The heated race comes as the latecomer, Toss Bank, has begun receiving applications from customers even before its official launch scheduled for early next month.
According to the sources, K-Bank, South Korea's first internet-only bank, had customer deposits of 11.5 trillion won (US$9.8 billion) as of end-August, 830 billion won more than a month earlier.
It represents a sharp turnaround from a slight on-month decrease recorded in the previous month.
The surge in K-Bank's deposits follows its move to raise deposit rates, just two days after the Bank of Korea delivered its first pandemic-era rate hike on Aug. 26 to tackle rising inflation and rein in surging household debts.
K-Bank, controlled by a consortium of telecom giant KT Corp., offers an annual interest rate of 1.4 percent on one-year term deposits, the highest among local lenders.
The bank has also unveiled new savings products that could provide customers with greater returns than instruments offered by other lenders.
Those steps have led to a jump in the number of its customers. K-Bank's customers numbered 6.45 million as of end-August, up 170,000 from July and 4.26 million from a year earlier.
Another industry player, Kakao Bank, has also increased its deposits by nearly 600 billion won in August by offering competitive deposit rates.
As of end-August, outstanding deposits came to 27.8 trillion won, up about 580 billion won from a month earlier, with the number of its customers spiking 250,000 over the cited period.
Kakao Bank is led by Kakao Corp., the operator of the country's dominant messaging app KakaoTalk.
Industry watchers said internet-only lenders' competition to lure more deposits is expected to heat up when Toss Bank starts operations in early October.
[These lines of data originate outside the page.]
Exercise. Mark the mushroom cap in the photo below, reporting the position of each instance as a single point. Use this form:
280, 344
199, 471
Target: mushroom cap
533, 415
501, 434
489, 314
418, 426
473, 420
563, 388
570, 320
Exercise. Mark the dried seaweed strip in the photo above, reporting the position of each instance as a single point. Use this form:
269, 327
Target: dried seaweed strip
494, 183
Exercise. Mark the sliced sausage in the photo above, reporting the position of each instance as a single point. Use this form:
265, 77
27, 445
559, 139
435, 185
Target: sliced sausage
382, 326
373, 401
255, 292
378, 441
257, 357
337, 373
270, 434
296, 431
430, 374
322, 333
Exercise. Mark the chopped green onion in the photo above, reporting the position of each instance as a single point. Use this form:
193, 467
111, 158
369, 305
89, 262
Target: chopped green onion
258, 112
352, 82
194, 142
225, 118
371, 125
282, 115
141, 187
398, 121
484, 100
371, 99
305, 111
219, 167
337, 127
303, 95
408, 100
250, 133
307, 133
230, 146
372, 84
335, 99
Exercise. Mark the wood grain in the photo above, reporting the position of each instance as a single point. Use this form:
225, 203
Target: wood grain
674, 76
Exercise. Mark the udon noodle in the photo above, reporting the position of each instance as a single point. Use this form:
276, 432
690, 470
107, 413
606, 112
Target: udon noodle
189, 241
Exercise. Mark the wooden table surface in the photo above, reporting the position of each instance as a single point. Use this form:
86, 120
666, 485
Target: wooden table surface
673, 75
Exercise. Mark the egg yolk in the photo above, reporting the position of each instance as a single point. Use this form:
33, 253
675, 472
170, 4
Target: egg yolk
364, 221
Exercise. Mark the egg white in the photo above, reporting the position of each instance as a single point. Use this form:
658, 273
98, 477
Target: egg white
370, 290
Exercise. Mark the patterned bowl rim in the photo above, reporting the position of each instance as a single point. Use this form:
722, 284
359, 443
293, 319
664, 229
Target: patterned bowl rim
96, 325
Toss Bank is controlled by Viva Republica, the operator of popular South Korean financial service app Toss.
In 2017, South Korea permitted K-Bank and Kakao Bank to offer services in an effort to inject more competition into the banking sector. In early June this year, the country's financial regulator granted final approval for Toss Bank.
Internet-only banks have gained popularity among mobile-savvy customers in recent years, as they offer services around the clock without face-to-face contact with customers and bank branches.